Millennials and Student Debt: We Knew They Were Wrong!
For almost a year now, we have been trying to debunk the myth that student debt is keeping the vast majority of Millennials from purchasing a home.
We explained that Millennials have purchased more homes over a recent twelve month period than any other generation as was reported by the National Association of Realtors).
We explained that the homeownership rate of people currently between the ages of 25-29 is 34.3%. That is higher than the 33.6% rate members of the previous generation (people currently between the ages of 45-49) achieved when they were that age (as per John Burns Consulting).

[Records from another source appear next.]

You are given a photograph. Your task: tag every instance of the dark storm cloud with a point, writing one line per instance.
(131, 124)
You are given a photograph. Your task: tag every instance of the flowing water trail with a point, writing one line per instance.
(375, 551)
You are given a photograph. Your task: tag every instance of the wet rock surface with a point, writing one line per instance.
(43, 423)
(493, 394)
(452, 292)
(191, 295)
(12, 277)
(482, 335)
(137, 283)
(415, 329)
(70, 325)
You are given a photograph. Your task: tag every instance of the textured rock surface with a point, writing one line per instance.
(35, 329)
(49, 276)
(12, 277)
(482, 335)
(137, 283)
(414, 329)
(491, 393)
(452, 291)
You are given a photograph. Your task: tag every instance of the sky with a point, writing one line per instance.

We explained that a recent survey showed that almost three out of every four (74%) young adults between the ages of 18-34 plan to buy a home in the next five years with 32% planning to do it in the next twelve months.
However, no matter how hard we tried, the same recourse was trumpeted back at us – What about student debt?

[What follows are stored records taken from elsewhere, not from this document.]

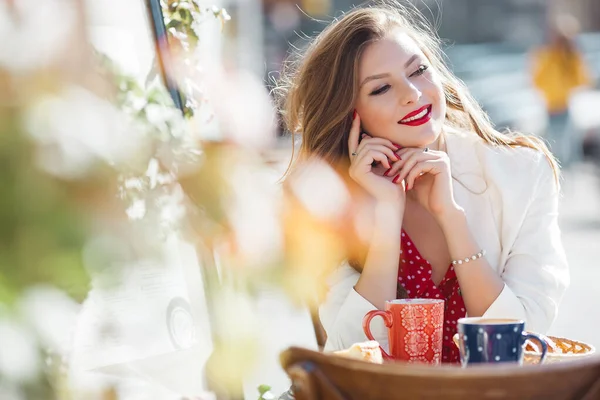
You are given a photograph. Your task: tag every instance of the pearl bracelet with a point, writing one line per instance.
(472, 258)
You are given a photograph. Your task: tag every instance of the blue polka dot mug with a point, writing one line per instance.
(486, 340)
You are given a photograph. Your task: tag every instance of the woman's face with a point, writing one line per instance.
(400, 96)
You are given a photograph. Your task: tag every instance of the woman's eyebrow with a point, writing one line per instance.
(385, 74)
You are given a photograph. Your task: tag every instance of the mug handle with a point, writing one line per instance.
(542, 342)
(387, 320)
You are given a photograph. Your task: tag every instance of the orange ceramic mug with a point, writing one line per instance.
(415, 328)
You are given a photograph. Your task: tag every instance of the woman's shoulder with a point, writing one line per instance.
(513, 165)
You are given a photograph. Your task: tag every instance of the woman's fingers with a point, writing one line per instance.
(408, 160)
(354, 135)
(381, 148)
(367, 156)
(421, 168)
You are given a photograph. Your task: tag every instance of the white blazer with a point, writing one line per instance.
(511, 202)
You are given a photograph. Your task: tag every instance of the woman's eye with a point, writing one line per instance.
(382, 89)
(420, 71)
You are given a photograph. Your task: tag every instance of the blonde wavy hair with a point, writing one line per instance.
(317, 89)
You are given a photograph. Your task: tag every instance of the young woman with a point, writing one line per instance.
(372, 94)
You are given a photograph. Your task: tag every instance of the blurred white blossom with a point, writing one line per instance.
(242, 106)
(320, 189)
(19, 358)
(35, 34)
(59, 313)
(76, 129)
(254, 215)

The good news is that the real facts about student debt are coming to light. Last week, The New York Times posted an article titled The Reality of Student Debt Is Different from the Clichés. This article went into great depth regarding the findings of a new study just released by the Brookings Institution, Is a Student Loan Crisis on the Horizon? which looked at data through 2010. The NYT article quoted key elements of the report:
58% of young-adult households have less than $10,000 in debt. An additional 18% have between $10,000 and $20,000
36% of households with people between the ages of 20 and 40 had education debt, up from 14% in 1989. Some of the increase stems from the good news that more people are going to college.

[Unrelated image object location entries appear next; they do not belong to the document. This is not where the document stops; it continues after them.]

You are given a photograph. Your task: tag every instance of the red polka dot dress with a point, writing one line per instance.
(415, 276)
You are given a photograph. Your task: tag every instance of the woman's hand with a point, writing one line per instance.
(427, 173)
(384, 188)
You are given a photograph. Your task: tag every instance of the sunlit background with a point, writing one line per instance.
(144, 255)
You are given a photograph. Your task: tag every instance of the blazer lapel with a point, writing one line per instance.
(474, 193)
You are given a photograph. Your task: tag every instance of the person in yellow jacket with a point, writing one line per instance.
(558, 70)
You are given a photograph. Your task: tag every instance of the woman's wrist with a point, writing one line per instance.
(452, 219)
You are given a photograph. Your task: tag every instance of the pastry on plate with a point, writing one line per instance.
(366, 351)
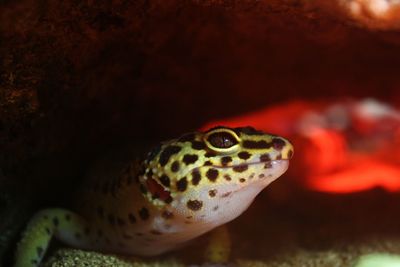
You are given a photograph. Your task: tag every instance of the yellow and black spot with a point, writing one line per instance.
(240, 168)
(190, 158)
(226, 160)
(196, 177)
(212, 192)
(212, 174)
(164, 179)
(167, 153)
(194, 205)
(181, 185)
(175, 166)
(244, 155)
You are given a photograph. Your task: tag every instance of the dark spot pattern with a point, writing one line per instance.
(210, 154)
(198, 145)
(240, 168)
(248, 131)
(268, 165)
(207, 163)
(167, 153)
(144, 213)
(278, 143)
(244, 155)
(262, 144)
(194, 205)
(181, 185)
(175, 166)
(196, 177)
(212, 193)
(165, 181)
(212, 174)
(190, 159)
(226, 160)
(290, 154)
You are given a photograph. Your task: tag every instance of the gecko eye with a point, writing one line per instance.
(222, 140)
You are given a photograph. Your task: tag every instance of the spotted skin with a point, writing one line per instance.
(183, 188)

Taking financial aid into account, the average tuition at private (nonprofit) colleges has not increased any faster than overall inflation over the last decade.
Because the incomes of college graduates have grown since the early 1990s, the share of income that a typical student debtor has to devote to loan payments is only marginally higher than it was in the early 1990s — and somewhat lower than it was in late 1990s. It was 3.5% in 1992, 4.3% in 1998 and 4% in 2010.
The burden for the people with the most debt is significantly lower today than two decades ago. Someone at the 90th percentile of debt had to devote 15% of their income to repayment in 2010, down from 20% in 1992.
The authors of the actual study put it simply in their conclusion:
“Despite the widely held belief that circumstances for borrowers with student loan debt are growing worse over time, our findings reveal no evidence in support of this narrative. In fact, the average growth in lifetime income among households with student loan debt easily exceeds the average growth in debt, suggesting that, all else equal, households with debt today are in a better financial position than households with debt were two decades ago. Furthermore, the incidence of burdensome monthly payments does not appear to have become more widespread over the last two decades.”